Riccione e la carbonara di Renato Gualandi

E’ il 22 settembre del 1944 e all’Hotel Domus Mea ci si appresta a preparare la cena per il comando alleato. Un giovane cuoco bolognese, Renato Gualandi, da poco trasferito a Misano Adriatico, città natìa della moglie Laura, raccoglie, fra i vari ingredienti a disposizione, delle uova e della pancetta affumicata con cui realizza il condimento per il primo piatto: spaghetti alla carbonara.
Una ricetta che dà vita ad un successo che negli anni non si è mai spento.

Domenica 21 settembre, nei locali di Villa Mussolini, Riccione rivendica il ruolo di capitale della carbonara con una cena a invito per rievocare quella che, come vuole la leggenda, 64 anni fa rivoluzionò la storia degli spaghetti.

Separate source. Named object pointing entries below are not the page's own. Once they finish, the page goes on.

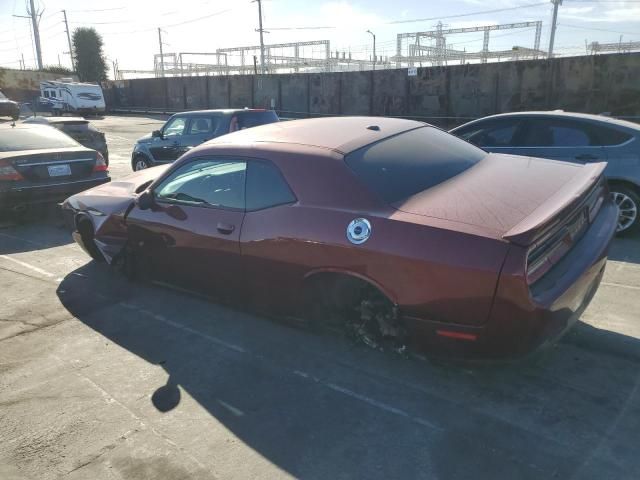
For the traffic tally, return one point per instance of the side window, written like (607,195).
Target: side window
(557,133)
(208,183)
(201,125)
(266,187)
(492,134)
(609,136)
(174,127)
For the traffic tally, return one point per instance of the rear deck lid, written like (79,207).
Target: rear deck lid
(513,196)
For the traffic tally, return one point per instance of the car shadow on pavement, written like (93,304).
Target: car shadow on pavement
(317,407)
(38,229)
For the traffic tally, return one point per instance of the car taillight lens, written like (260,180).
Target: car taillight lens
(8,173)
(101,165)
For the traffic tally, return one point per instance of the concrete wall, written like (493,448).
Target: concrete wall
(440,95)
(24,85)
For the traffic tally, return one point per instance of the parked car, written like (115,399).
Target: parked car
(79,129)
(9,108)
(66,95)
(399,230)
(572,137)
(185,130)
(40,164)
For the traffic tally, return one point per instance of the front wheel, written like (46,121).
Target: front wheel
(628,204)
(140,163)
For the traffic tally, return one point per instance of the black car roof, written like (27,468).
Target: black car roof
(221,111)
(558,114)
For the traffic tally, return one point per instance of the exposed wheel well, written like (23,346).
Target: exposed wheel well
(625,183)
(85,228)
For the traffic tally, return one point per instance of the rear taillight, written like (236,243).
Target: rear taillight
(8,173)
(101,164)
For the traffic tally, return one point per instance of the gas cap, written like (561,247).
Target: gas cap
(359,231)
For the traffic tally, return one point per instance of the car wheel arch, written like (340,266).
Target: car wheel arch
(85,227)
(335,275)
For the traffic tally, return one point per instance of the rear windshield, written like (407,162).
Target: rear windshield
(406,164)
(253,119)
(17,139)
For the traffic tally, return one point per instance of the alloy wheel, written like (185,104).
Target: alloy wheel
(628,210)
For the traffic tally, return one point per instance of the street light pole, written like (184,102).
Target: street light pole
(374,48)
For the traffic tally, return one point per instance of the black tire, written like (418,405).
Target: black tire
(140,162)
(628,201)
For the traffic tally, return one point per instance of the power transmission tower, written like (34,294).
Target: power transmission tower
(66,24)
(261,30)
(556,4)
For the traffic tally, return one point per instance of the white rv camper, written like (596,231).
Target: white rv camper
(65,95)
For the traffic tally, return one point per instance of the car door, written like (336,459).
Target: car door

Come si prepara una carbonara con tutti i crismi? E’ presto detto: la pasta dev’essere cotta al dente, non troppo dura nè troppo cotta e… alla fine una spolverata di pepe macinato.
Se siete rimasti delusi dalla spiegazione non vi resta che sperare di essere fra i fortunati partecipanti alla cena. La rievocazione, infatti, riporterà gli ospiti alle atmosfere della cena originale e al suo delizioso menù, con camerieri in divisa militare, sosia dei generali e un’orchestrina che suonerà musiche di Gershwin e Dixieland. Dulcis in fondo – ed è proprio il caso di dirlo – i plum cakes alti un metro e mezzo che riproducevano le Torri di Bologna, citta natale dello chef.
L’ottantottenne Gualandi, che da quella cena ha aumentato negli anni sempre più il suo prestigio a livello internazionale, verrà insignito del titolo di “inventore della carbonara” dal Sindaco di Riccione Daniele Imola.
Un’onorificenza che va ad un uomo che ha saputo trasmettere la sua passione e la sua creatività nei piatti cucinati per nobili e capi di stato come la Regina d’Olanda, Charles De Gaulle e Jacques Chirac, e personalità varie fra cui Enzo Ferrari, Cesare Zavattini e Indro Montanelli.